Another one of our family mottos was, (this one I learned from my older brother) "Kung May Gusot, May Lusot.” (If There’s a Problem, Find a Way-Out). Early in life, we learned to lie; to come up reasons to justify misdemeanors – from simple ones to terrible ones. I remember at one time being caught stealing. It was the first time I joined some kids in stealing. We were all up on a macopa tree when the owner suddenly showed up with a long bolo in hand. All the other boys jump out of the tree – 24 feet high. I was left alone, scared, but still managed to run after being recognized by the owner who was a member of the Wesleyan church – good man. I learned that day, that finding an easy way out did not really work. I learned that denying your mistake does not pay.
I had a meeting with a brother this week talking about my future involvement in a project intended to help Foreign Domestic Workers when someone called up seeking for help. She was just terminated. Her offense: using her mobile after work. She was caught by her employer making a call inside her room. It could not have been that bad had she not been warned earlier, and signed an agreement that she would not be making telephone calls while in that house 2 weeks earlier. She did not listen and thought she would not be caught. But she was. And now she’s out of job.
What kind of wisdom did people pass on to you? What mottos from coaches, parents, and teachers have shaped and molded you into what you are today? Some of it was probably pretty good, and some of it was probably wrong. Part of being an adult is sorting through that stuff, keeping the truly wise, and rejecting the unwise.
Today we start a new series called WISE LIVING. In this series we’re going to look at God’s wisdom from the Bible’s book of Proverbs. Each week we’re going to look at what the Bible’s book of Proverbs says about one subject. For example, next week we’ll be talking about God’s wisdom about Planning. Then the week after, we’ll talk about God’s wisdom about Taking Initiative. In all, we’ll be looking at about four to thirty different topics. (Depending on Response).
But today we’re going to start by talking about God’s wisdom for our lives in general. Today we’re going to find out what true wisdom is, what the proverbs are, and then some prerequisites to living wisely.
1. What is "Wisdom"? (Marunong)
What exactly is "wisdom"? The dictionary defines "wisdom" as the ability to discern what is true or right.

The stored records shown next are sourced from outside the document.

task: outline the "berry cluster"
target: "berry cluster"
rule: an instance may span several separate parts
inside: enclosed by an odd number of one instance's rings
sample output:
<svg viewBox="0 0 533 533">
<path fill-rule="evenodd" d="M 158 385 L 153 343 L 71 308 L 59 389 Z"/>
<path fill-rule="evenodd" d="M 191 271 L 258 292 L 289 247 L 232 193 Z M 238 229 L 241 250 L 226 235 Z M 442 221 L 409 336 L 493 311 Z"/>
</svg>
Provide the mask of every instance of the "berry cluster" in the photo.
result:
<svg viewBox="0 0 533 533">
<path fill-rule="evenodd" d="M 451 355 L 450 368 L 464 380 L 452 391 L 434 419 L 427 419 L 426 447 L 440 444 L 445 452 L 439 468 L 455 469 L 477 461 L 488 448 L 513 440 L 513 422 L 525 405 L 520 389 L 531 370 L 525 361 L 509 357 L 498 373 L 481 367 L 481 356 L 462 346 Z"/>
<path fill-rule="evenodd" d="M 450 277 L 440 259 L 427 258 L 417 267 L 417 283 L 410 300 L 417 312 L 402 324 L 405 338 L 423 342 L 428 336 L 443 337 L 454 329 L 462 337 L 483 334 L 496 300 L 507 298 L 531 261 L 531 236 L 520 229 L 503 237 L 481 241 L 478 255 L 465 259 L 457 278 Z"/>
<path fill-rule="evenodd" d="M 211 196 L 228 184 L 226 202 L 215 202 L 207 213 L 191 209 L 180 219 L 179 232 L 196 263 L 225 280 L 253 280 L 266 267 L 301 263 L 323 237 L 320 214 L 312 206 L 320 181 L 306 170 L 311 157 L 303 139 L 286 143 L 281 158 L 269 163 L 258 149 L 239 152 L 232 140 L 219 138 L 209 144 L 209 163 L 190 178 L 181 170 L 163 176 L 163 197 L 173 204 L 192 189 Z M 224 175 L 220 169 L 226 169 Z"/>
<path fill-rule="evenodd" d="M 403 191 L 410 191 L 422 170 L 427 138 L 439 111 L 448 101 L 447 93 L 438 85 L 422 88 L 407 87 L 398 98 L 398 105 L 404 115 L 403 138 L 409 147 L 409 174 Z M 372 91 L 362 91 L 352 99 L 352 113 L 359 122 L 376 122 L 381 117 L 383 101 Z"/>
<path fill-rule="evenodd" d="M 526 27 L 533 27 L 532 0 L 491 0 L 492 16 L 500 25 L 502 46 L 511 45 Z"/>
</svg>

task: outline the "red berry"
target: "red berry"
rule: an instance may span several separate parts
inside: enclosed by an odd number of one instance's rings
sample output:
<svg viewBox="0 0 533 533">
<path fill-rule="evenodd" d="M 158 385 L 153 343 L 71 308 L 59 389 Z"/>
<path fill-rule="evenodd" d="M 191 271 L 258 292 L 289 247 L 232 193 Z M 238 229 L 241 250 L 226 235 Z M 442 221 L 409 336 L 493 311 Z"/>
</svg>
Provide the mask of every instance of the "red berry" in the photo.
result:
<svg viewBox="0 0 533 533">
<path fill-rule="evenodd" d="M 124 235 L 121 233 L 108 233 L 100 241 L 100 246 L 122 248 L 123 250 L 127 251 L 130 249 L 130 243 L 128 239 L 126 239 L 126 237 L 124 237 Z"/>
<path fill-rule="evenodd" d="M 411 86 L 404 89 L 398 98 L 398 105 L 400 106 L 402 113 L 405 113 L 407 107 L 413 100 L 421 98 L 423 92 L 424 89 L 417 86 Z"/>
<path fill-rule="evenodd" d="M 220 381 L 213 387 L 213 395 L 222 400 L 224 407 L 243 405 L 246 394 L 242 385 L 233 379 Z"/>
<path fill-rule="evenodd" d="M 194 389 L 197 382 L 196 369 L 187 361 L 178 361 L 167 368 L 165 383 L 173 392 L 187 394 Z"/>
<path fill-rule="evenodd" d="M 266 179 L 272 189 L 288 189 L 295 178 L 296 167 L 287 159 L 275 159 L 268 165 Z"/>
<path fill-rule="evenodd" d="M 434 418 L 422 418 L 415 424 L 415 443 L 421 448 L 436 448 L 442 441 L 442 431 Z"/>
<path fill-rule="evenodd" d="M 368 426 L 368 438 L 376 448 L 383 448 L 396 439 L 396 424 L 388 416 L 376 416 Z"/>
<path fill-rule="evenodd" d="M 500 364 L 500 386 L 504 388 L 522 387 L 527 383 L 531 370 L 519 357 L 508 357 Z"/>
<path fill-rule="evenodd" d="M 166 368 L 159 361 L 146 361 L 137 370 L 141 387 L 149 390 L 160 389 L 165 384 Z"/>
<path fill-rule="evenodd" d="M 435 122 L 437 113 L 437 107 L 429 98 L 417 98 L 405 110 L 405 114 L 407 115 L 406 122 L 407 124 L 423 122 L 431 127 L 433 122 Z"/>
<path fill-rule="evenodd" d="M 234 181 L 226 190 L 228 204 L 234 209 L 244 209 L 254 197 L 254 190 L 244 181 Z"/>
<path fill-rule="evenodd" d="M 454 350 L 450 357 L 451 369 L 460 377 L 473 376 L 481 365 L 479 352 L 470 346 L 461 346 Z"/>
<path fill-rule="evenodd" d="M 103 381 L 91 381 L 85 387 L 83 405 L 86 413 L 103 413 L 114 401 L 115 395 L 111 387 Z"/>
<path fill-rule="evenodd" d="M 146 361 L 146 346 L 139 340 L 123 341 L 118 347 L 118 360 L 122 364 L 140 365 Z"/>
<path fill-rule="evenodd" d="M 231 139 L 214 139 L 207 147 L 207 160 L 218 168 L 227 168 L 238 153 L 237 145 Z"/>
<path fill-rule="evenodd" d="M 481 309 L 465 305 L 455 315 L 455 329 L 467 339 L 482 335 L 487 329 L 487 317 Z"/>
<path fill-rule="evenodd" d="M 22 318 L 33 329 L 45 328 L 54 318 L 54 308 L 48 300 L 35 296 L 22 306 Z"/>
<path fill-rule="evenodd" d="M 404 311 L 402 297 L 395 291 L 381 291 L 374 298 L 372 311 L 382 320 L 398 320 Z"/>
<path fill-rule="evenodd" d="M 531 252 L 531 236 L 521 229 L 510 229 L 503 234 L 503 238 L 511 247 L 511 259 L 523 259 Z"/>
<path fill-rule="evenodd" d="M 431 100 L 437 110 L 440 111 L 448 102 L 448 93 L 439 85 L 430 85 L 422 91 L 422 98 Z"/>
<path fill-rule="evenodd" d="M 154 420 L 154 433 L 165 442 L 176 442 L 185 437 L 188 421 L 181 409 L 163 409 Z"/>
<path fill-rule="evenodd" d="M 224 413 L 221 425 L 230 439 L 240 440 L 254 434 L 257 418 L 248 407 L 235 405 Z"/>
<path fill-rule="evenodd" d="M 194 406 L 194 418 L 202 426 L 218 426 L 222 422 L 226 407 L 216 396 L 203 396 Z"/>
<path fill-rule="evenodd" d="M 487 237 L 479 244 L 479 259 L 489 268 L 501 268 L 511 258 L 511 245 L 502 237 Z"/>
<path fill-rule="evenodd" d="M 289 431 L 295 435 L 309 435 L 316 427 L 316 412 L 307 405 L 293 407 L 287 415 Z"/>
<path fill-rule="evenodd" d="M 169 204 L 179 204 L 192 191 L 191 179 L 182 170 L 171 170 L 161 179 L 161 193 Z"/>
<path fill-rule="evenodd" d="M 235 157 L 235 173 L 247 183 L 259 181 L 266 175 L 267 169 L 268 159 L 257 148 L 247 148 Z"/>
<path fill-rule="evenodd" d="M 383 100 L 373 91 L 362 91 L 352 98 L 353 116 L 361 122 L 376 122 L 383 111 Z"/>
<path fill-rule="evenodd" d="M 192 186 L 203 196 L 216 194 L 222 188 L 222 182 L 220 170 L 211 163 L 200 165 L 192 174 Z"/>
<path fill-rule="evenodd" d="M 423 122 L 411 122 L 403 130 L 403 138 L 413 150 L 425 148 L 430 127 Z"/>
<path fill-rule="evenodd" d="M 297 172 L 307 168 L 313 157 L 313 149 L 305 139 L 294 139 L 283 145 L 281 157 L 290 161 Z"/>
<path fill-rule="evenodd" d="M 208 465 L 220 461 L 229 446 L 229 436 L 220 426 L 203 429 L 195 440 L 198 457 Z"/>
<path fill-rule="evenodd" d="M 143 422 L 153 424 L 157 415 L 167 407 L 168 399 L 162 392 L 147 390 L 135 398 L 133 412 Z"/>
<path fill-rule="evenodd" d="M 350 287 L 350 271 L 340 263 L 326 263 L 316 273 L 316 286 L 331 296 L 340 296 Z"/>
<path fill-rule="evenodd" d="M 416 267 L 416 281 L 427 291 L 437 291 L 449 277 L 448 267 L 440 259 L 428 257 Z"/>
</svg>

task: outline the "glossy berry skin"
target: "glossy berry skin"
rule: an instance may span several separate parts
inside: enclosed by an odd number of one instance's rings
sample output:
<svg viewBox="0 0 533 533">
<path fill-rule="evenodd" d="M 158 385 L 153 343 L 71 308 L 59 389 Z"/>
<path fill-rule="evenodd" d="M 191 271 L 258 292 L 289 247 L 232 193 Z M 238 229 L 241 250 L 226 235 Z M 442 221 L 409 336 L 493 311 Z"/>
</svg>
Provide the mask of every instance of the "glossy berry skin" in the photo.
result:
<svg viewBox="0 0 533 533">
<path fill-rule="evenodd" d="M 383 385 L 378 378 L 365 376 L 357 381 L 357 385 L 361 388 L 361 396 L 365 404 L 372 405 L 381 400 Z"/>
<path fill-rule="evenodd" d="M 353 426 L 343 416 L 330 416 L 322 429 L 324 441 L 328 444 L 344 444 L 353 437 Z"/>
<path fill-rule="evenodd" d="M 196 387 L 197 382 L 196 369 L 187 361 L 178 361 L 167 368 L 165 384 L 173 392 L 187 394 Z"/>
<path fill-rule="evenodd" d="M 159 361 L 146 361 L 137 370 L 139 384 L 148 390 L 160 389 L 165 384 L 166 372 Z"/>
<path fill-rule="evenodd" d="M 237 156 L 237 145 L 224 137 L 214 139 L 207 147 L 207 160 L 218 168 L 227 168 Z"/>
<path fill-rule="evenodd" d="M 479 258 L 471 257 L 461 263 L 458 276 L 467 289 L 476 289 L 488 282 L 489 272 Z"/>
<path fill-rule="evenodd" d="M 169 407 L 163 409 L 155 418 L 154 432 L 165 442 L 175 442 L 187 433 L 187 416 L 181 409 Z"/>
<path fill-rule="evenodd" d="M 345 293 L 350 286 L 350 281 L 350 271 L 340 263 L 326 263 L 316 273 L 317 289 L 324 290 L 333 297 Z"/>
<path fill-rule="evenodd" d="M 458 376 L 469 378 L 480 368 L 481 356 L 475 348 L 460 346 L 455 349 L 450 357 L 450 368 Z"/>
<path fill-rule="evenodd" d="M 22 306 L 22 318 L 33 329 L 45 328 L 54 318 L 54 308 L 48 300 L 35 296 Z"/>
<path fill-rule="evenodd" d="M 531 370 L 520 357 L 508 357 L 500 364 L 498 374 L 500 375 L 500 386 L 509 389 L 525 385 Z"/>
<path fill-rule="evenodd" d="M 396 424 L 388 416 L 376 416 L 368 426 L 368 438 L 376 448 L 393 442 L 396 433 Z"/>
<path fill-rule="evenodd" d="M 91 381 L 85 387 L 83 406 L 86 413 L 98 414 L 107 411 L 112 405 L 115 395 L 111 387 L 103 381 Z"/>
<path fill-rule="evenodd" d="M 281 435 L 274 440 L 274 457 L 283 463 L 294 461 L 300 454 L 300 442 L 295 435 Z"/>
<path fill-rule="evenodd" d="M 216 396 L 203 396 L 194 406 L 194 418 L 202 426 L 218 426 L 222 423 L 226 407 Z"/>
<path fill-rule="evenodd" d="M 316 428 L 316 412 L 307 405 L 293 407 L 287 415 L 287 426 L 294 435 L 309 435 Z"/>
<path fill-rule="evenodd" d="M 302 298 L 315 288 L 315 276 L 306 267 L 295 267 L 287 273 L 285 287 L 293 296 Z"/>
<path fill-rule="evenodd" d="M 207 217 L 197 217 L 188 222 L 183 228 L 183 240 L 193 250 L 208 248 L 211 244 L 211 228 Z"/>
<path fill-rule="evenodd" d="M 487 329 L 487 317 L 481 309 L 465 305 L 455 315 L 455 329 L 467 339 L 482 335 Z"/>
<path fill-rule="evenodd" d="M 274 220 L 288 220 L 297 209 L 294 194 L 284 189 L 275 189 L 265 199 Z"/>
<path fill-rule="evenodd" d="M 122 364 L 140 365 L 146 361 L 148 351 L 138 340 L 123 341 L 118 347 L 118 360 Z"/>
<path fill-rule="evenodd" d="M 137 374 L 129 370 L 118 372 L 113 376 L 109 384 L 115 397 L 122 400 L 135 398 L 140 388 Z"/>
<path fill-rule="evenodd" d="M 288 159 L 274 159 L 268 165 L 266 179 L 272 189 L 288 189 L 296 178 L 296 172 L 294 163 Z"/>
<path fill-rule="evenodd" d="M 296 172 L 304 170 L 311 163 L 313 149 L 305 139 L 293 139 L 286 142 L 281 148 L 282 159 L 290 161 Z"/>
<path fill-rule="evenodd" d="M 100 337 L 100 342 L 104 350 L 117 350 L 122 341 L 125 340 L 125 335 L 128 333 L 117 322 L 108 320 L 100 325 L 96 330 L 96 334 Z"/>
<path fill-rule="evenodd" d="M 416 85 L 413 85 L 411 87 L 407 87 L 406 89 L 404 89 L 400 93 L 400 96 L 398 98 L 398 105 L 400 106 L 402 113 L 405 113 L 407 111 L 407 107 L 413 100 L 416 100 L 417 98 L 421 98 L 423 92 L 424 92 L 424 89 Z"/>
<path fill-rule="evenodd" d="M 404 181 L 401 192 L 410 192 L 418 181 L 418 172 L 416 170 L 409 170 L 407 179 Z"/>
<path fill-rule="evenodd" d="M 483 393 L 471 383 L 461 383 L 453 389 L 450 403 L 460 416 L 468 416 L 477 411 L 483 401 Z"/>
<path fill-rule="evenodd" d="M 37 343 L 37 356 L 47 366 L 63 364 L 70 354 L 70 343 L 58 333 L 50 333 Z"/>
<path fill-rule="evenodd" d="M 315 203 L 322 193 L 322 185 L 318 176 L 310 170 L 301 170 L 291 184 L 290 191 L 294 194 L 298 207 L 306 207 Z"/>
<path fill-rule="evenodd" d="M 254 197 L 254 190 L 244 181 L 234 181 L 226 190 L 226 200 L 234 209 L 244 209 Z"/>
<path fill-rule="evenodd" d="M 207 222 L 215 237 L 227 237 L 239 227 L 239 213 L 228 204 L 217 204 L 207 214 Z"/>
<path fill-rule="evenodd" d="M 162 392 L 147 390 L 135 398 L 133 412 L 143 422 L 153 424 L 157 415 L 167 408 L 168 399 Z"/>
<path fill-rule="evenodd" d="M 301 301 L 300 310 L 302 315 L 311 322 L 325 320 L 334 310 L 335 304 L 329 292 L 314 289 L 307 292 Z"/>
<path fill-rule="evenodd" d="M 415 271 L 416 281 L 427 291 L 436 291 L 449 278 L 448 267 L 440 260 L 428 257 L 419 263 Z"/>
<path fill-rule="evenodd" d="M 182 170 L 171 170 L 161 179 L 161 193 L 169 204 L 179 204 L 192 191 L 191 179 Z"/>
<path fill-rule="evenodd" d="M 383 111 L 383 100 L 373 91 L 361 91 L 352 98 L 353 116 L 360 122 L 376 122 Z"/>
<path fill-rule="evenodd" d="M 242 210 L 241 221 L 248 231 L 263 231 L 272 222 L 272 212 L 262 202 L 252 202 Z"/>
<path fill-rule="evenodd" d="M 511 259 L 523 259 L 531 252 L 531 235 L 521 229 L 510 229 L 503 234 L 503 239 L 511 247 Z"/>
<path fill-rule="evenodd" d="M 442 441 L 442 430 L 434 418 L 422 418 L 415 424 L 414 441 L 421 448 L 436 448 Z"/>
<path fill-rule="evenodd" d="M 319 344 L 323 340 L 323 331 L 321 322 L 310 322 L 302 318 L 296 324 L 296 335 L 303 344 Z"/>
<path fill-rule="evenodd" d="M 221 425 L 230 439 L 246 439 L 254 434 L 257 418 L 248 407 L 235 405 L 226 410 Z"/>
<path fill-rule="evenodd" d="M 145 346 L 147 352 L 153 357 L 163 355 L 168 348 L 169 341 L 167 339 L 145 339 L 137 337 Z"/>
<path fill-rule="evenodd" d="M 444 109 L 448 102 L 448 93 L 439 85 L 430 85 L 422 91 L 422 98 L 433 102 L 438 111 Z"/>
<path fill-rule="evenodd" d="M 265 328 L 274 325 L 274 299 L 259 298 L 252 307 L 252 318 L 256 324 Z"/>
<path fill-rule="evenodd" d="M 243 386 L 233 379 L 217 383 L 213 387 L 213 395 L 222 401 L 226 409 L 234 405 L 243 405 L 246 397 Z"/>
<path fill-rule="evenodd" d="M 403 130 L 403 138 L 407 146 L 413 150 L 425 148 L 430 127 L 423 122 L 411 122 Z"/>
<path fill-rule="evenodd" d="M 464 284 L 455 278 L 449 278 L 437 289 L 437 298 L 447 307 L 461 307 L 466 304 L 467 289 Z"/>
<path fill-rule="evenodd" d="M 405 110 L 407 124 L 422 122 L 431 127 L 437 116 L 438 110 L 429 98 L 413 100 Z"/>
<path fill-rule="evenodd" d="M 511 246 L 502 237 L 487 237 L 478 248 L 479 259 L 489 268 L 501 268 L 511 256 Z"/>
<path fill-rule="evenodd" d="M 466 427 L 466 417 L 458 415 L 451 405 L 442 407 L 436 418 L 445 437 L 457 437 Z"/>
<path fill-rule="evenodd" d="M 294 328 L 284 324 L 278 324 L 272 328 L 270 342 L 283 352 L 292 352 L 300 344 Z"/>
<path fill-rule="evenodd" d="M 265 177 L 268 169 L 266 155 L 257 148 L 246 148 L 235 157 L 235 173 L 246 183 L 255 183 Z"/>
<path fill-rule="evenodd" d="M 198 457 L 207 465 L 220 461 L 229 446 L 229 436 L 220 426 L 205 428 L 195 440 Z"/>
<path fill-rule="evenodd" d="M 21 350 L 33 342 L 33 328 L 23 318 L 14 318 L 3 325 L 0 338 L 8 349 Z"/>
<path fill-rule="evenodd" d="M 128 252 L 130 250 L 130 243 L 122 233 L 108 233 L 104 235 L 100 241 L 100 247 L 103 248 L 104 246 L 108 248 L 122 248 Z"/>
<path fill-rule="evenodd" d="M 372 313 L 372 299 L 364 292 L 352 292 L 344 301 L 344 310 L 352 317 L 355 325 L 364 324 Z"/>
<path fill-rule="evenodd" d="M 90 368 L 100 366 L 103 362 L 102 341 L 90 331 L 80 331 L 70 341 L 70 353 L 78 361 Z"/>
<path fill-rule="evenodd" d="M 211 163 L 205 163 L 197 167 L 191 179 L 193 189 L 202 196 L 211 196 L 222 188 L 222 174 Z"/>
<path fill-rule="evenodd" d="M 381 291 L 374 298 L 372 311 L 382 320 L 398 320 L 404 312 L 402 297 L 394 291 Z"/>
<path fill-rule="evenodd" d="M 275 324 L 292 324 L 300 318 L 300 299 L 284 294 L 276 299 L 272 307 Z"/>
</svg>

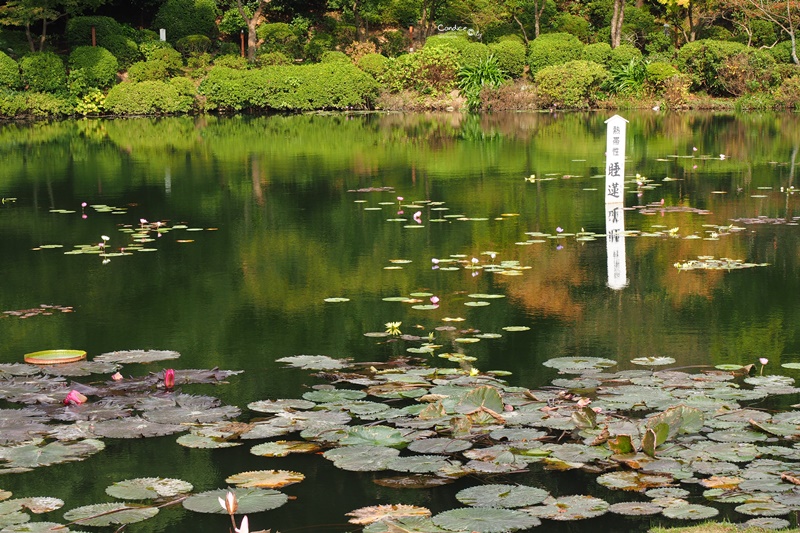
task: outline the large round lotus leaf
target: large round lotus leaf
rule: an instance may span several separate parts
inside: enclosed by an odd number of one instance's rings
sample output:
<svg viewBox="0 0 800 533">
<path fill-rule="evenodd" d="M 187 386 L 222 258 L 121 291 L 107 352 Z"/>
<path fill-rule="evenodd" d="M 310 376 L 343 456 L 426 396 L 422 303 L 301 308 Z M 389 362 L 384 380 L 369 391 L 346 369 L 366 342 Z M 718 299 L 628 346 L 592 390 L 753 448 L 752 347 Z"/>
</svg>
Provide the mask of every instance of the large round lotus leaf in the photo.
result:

So our English word "wisdom" has both moral implications--discerning what’s right--and intellectual implications--discerning what’s true.
Wisdom is the God-given ability to perceive the true nature of a matter and to implement the will of God in that matter. Dr. Larry Lea
Wisdom is what is true and right combined with good judgment. Bill Hybels
The Hebrew word translated "wisdom" in the Bible is a bit more colorful than our English word. The Hebrew word translated "wisdom" is hochma, and it usually refers to some kind of skill or ability. It was originally used to described the work of weavers who weave the elaborate garments of Aaron, the high priest. Since the high priest and his clothing typified the ultimate high priest, Jesus Christ, it was imperative that the weavers follow God’s exact specifications for the priests’ garments.